Rasa rindu kepada mendiang suaminya itu mendadak membuncah. Arumi ingin mengenang Adrian lewat aroma kue yang dulu selalu memenuhi rumah mereka. Tanpa menyadari bahwa badai bernama Brian sedang bergerak mendekat, Arumi melangkah turun ke dapur dengan satu tujuan, mengobati rindunya pada pria yang telah tiada.
Di dapur yang luas itu, Arumi sibuk mengaduk adonan bersama para pelayan. Aroma manis pisang dan mentega perlahan mulai memenuhi ruangan. Para pelayan di sana diam-diam selalu mengagumi nyonya muda mereka. Bagi mereka, Arumi adalah sosok yang tidak hanya cantik, tetapi juga sangat ramah dan rendah hati.
"Nyonya, biarkan kami saja yang melanjutkan membuat kuenya. Anda cukup duduk manis saja," ucap Astrid, pelayan senior yang sudah mengabdi belasan tahun di keluarga Aditama.

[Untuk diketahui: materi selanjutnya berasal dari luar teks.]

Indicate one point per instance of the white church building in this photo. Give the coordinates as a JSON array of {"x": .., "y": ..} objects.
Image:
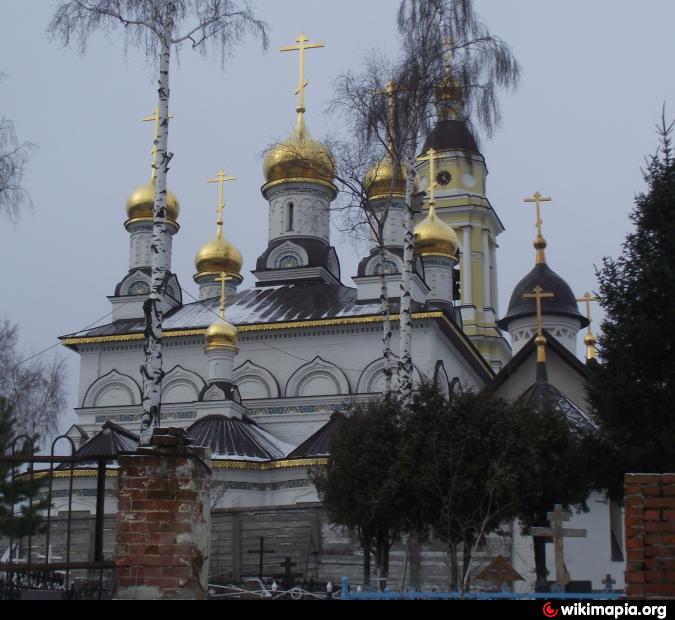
[{"x": 259, "y": 382}]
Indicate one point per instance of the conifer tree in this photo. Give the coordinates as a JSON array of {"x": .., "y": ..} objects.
[{"x": 632, "y": 390}]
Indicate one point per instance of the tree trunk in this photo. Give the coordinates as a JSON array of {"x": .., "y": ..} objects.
[
  {"x": 386, "y": 326},
  {"x": 541, "y": 572},
  {"x": 366, "y": 562},
  {"x": 405, "y": 321},
  {"x": 467, "y": 557},
  {"x": 454, "y": 567},
  {"x": 152, "y": 368}
]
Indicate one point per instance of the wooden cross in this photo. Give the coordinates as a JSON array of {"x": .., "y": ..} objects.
[
  {"x": 261, "y": 551},
  {"x": 558, "y": 532},
  {"x": 288, "y": 576},
  {"x": 538, "y": 199},
  {"x": 302, "y": 45},
  {"x": 155, "y": 119},
  {"x": 539, "y": 294},
  {"x": 221, "y": 178},
  {"x": 431, "y": 158},
  {"x": 223, "y": 278}
]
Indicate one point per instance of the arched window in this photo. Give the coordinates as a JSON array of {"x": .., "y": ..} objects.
[{"x": 290, "y": 208}]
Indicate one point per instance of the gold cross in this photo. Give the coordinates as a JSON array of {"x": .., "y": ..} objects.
[
  {"x": 539, "y": 295},
  {"x": 223, "y": 278},
  {"x": 588, "y": 298},
  {"x": 431, "y": 158},
  {"x": 538, "y": 199},
  {"x": 302, "y": 45},
  {"x": 221, "y": 178},
  {"x": 155, "y": 119}
]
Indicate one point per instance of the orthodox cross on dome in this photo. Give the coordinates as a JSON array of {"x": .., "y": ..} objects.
[
  {"x": 221, "y": 178},
  {"x": 539, "y": 242},
  {"x": 302, "y": 45},
  {"x": 540, "y": 340},
  {"x": 155, "y": 119},
  {"x": 431, "y": 158},
  {"x": 223, "y": 278},
  {"x": 589, "y": 340},
  {"x": 558, "y": 532}
]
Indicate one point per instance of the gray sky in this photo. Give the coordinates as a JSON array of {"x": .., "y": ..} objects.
[{"x": 595, "y": 75}]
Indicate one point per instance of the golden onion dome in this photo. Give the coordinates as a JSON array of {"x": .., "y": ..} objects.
[
  {"x": 221, "y": 335},
  {"x": 142, "y": 201},
  {"x": 382, "y": 181},
  {"x": 434, "y": 236},
  {"x": 219, "y": 256},
  {"x": 299, "y": 157}
]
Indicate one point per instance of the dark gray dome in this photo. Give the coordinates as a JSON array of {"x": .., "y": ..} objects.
[
  {"x": 563, "y": 302},
  {"x": 451, "y": 135}
]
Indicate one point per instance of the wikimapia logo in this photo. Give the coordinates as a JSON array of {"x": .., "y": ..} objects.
[{"x": 613, "y": 611}]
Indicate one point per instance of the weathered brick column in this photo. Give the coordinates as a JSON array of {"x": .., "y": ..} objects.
[
  {"x": 650, "y": 535},
  {"x": 163, "y": 520}
]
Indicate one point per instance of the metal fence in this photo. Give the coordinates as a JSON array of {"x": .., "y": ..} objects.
[{"x": 40, "y": 559}]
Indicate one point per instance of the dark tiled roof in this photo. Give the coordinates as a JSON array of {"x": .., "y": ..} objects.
[
  {"x": 235, "y": 439},
  {"x": 542, "y": 394},
  {"x": 111, "y": 441},
  {"x": 273, "y": 304},
  {"x": 562, "y": 303},
  {"x": 528, "y": 349},
  {"x": 318, "y": 444},
  {"x": 451, "y": 135}
]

Arumi menoleh dan memberikan senyum lembut yang menenangkan. "Tidak apa-apa, Bibi Astrid. Biarkan aku yang menyelesaikannya. Kalian beristirahatlah lebih awal, aku juga sedang tidak ingin makan malam berat."
Astrid tampak ragu, ia melirik jam dinding dengan cemas. "Tapi, bagaimana jika nanti Tuan Brian tahu dan dia marah, Nyonya?"
"Biarkan saja dia marah," sahut Arumi ringan tanpa menghentikan kegiatannya. "Bukankah dia memang selalu marah-marah setiap hari?"
Celetukan itu spontan membuat para pelayan tersenyum kecil, merasa terhibur sekaligus kagum dengan keberanian nyonya mereka menghadapi temperamen buruk sang tuan besar.
Setelah banana cake matang dan aromanya menguar sempurna, Arumi bersikeras membagikan potongan kue itu kepada seluruh penghuni mansion. Mulai dari para pengawal, pelayan, hingga sopir di pos depan.
Tak terasa waktu sudah menunjukkan pukul sebelas malam. Dengan perasaan yang sedikit lebih tenang. Arumi kembali ke lantai atas. Setelah membersihkan diri dan mengganti pakaian dengan gaun tidur berbahan sutra, ia merebahkan tubuhnya di ranjang luas yang terasa sepi.
Keheningan malam segera membawa Arumi ke alam bawah sadar. Dalam tidurnya yang nyenyak ia kembali ke masa lalu, terhanyut dalam mimpi indah tentang mendiang suaminya, Adrian. Sebuah senyum tipis terukir di bibirnya, senyum damai yang hanya muncul saat ia bersama pria yang dia cintai dalam mimpinya.
...***...
Pukul empat pagi, keheningan mansion mewah keluarga Aditama pecah oleh suara deru mobil yang berhenti di depan pintu utama. Brian melangkah keluar dengan rahang yang mengeras. Kemejanya sudah kusut, dan matanya merah karena kurang tidur dan amarah yang membara sepanjang belasan jam penerbangan.
Begitu pintu besar itu terbuka, hal pertama yang menyambut indra penciumannya bukanlah aroma parfum Arumi yang lembut, melainkan aroma manis yang sangat ia kenali. Aroma banana cake.
Langkah Brian terhenti di tengah ruangan. Tangannya mengepal kuat hingga buku-buku jarinya memutih. Ia tahu persis siapa yang sangat menyukai kue itu. Bukan dirinya, aroma itu adalah aroma kesukaan Adrian, kakaknya yang telah tiada.
"Sialan," geram Brian pelan. Aroma itu terasa seperti ejekan baginya, seolah-olah hantu kakaknya masih menguasai rumah dan istrinya.
Ia melangkah lebar menaiki tangga, mengabaikan para pengawal yang tertunduk takut melihat aura gelap yang dipancarkan sang aktor. Brian membuka pintu kamar dengan sekali hentakan kuat.
Di dalam sana, suasana begitu tenang, sangat kontras dengan badai di dalam dadanya. Ia mendekat ke sisi ranjang, menatap Arumi yang tertidur lelap. Sisa-sisa senyum tipis masih tertinggal di bibir wanita itu. Sebuah senyum damai yang jarang Arumi berikan padanya. Brian tahu, senyum itu bukan untuknya. Arumi pasti sedang memimpikan Adrian.